How does the immune system protect me against diseases?
This slideshow will walk you through the process.
Illustration from Vaccination Investigation written by Tara Haelle. Text copyright 2018 by Tara Haelle. Reprinted with the permission of Twenty-First Century Books, a division of Lerner Publishing Group, Inc. All rights reserved. No part of this excerpt may be used or reproduced in any manner whatsoever without the prior written permission of Lemer Publishing Group, Inc.
What is a vaccine?
A vaccine is a “biological preparation” that stimulates the body’s production of antibodies to provide immunity against disease. According to the World Health Organization (WHO), vaccines usually contain “an agent that resembles a disease-causing microorganism, and is often made from weakened or killed forms of the microbe, its toxins or one of its surface proteins.” This agent triggers the body’s immune system to recognize it as foreign and destroy it. The immune system will remember the agent so that it can destroy the intruder if encountered with it again.
How do vaccines protect my family’s health?
When you vaccinate your children, you protect them from a variety of diseases that used to cause suffering and death for thousands of Americans a year, and many more deaths around the world. Outbreaks of measles, rubella, whooping cough, polio and other contagious diseases once meant numerous missed school days, quarantines, and hospitalizations. All of these are preventable with vaccines for these illnesses.
How do vaccines protect public health?
Vaccination helps build herd immunity. Herd immunity means that a high enough percentage of people in a community are immune to a disease, and the disease cannot easily spread to vulnerable hosts. When herd immunity, also known as community immunity is strong, even people without immunity, like newborns, or people with compromised immune systems, are protected.
- Every year, immunizations prevent an estimated 2-3 million deaths from diphtheria, tetanus, pertussis, and measles among people in every age group. Children are disproportionately affected by these life-threatening diseases. (UNICEF, 2013)
- In 2011, 123 countries immunized more than 90% of infants against measles. Between 2000 and 2011, vaccination resulted in a 71% decrease in measles deaths worldwide. (UNICEF, 2013)
- Thanks to immunizations, smallpox was eradicated, with polio following closely behind. (WHO, 2012)
Are vaccines safe?
The current U.S. vaccine supply is the safest in history (CDC, 2015). While like any medical intervention, there are always potential side effects, most associated with vaccines are minor, especially when compared with the risk of contracting a potentially life-threatening disease. Side effects vary from vaccine to vaccine, but the most commonly reported ones are swelling and/or soreness at the injection site, and low-grade fever.

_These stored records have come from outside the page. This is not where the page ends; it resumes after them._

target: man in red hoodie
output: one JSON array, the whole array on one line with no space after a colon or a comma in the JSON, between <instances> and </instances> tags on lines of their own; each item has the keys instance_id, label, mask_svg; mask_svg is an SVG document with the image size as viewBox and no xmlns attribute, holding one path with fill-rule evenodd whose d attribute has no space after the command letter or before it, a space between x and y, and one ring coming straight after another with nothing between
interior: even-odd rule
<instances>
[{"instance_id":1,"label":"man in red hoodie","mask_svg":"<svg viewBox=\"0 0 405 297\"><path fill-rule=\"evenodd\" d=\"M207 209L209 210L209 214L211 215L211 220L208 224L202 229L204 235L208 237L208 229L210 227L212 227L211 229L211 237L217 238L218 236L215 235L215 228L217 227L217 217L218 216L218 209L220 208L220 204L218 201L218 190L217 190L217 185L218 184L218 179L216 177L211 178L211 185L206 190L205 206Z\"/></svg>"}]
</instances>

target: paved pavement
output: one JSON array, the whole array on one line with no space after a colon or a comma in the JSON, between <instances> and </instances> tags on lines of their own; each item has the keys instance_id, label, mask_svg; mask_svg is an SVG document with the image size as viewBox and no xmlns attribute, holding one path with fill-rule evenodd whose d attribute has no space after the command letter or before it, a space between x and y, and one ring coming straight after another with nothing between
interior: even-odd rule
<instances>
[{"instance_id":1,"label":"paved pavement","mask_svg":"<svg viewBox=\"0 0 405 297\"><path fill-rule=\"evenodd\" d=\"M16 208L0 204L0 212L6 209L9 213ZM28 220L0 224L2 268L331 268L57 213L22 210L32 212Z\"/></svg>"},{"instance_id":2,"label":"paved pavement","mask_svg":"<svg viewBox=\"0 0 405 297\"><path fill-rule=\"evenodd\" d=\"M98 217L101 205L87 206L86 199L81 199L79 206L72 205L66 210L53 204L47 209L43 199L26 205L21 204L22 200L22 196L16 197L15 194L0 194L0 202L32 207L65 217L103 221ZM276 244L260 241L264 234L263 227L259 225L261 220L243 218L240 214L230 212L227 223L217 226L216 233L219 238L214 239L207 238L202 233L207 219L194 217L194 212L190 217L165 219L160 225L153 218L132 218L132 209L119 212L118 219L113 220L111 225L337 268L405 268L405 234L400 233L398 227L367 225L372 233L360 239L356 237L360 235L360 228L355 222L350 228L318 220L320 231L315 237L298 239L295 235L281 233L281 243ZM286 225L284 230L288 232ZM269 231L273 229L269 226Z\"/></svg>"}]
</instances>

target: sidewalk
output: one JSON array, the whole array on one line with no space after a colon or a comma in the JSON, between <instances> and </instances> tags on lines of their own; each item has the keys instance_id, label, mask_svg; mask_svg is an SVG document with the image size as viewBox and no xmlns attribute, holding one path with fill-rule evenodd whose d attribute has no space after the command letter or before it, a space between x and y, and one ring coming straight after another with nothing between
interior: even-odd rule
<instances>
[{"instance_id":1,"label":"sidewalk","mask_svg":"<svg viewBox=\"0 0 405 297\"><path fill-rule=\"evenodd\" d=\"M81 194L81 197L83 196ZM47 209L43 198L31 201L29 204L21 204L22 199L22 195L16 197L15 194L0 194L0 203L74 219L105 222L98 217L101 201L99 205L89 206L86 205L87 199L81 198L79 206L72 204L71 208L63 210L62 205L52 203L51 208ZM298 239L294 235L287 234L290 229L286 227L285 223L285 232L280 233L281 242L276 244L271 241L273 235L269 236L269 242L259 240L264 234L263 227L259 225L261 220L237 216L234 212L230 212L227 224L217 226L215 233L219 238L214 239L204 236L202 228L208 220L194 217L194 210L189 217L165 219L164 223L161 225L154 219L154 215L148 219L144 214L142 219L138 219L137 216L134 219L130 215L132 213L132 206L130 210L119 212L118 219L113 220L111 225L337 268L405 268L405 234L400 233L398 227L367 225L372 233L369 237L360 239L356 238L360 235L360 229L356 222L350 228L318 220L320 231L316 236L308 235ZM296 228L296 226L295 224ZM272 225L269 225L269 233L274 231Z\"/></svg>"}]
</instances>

What vaccines do I need and when? How about my kids?
- Recommended Childhood Vaccination Schedule (Birth-6 years)
- Vacunas recomendadas para niños, desde el nacimiento hasta los 6 años de edad
- Recommended Childhood Vaccination Schedule (7-18 years)
- Vacunas recomendadas para los niños de los 7 años hasta los 18 años de edad
- Recommended Adult Immunization Schedule
- Los adultos también necesitan vacunarse
Where can I get myself/my family vaccinated?
In San Francisco, there are numerous free and low-cost options. The San Francisco Department of Public Health runs the Adult Immunization and Travel Clinic (AITC), a non-profit, fee-for-service clinic. AITC is a full-service travel medicine provider for individuals, groups and families, and offers TB testing and routine immunization for adults and teens.